Low Complexity Turbo SIC-MMSE Detection for Orthogonal Time Frequency Space Modulation
Qi Li, Jinhong Yuan, Min Qiu, Shuangyang Li, Yixuan Xie
TL;DR
This work tackles reliable detection for ZP-OTFS in doubly selective channels by introducing a low-complexity iterative SIC-MMSE detector and a turbo receiver. The core idea is cross-domain processing with time-domain MMSE filters applied per symbol layer, enabling interference cancellation and iterative refinement; a soft variant further exploits constellation information. An approximate SIC-MMSE is then proposed to dramatically reduce complexity by recycling MMSE weights over nearby sub-channels and exploiting Doppler-induced phase relations, with complexity scaling as $\mathcal{O}\big(\frac{(M-l_{max}) N l_{max}^3}{\Delta m}\big)$. State-evolution-based analysis and simulations show close-to-optimal MSE performance and significant BER gains over MRC for 4QAM and 16QAM OTFS, including turbo gains with LDPC decoders. The methods are applicable to ZP-OTFS and extendable to CP-OTFS, offering practical low-complexity, high-performance detection for high-mobility wireless systems.
Abstract
Recently, orthogonal time frequency space (OTFS) modulation has garnered considerable attention due to its robustness against doubly-selective wireless channels. In this paper, we propose a low-complexity iterative successive interference cancellation based minimum mean squared error (SIC-MMSE) detection algorithm for zero-padded OTFS (ZP-OTFS) modulation. In the proposed algorithm, signals are detected based on layers processed by multiple SIC-MMSE linear filters for each sub-channel, with interference on the targeted signal layer being successively canceled either by hard or soft information.
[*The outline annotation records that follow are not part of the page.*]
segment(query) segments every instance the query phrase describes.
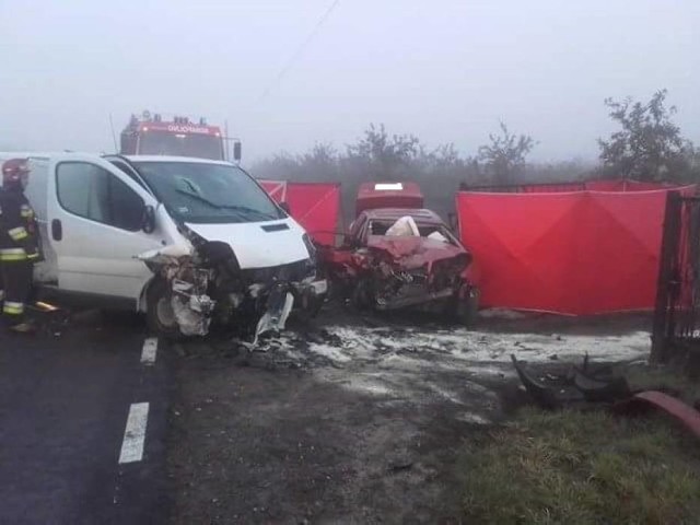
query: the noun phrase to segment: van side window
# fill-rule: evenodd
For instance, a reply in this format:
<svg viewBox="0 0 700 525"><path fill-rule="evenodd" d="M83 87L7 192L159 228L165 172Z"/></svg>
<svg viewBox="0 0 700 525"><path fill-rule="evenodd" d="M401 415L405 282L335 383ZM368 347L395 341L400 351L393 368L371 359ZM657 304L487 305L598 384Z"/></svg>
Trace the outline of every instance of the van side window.
<svg viewBox="0 0 700 525"><path fill-rule="evenodd" d="M56 170L56 186L66 211L130 232L141 229L143 199L102 167L62 162Z"/></svg>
To reduce the complexity of computing individual layer filter coefficients, we also propose a novel filter coefficients recycling approach in place of generating the exact form of MMSE filter weights. Moreover, we design a joint detection and decoding algorithm for ZP-OTFS to enhance error performance. Compared to the conventional SIC-MMSE detection, our proposed algorithms outperform other linear detectors, e.g., maximal ratio combining (MRC), for ZP-OTFS with up to 3 dB gain while maintaining comparable computation complexity.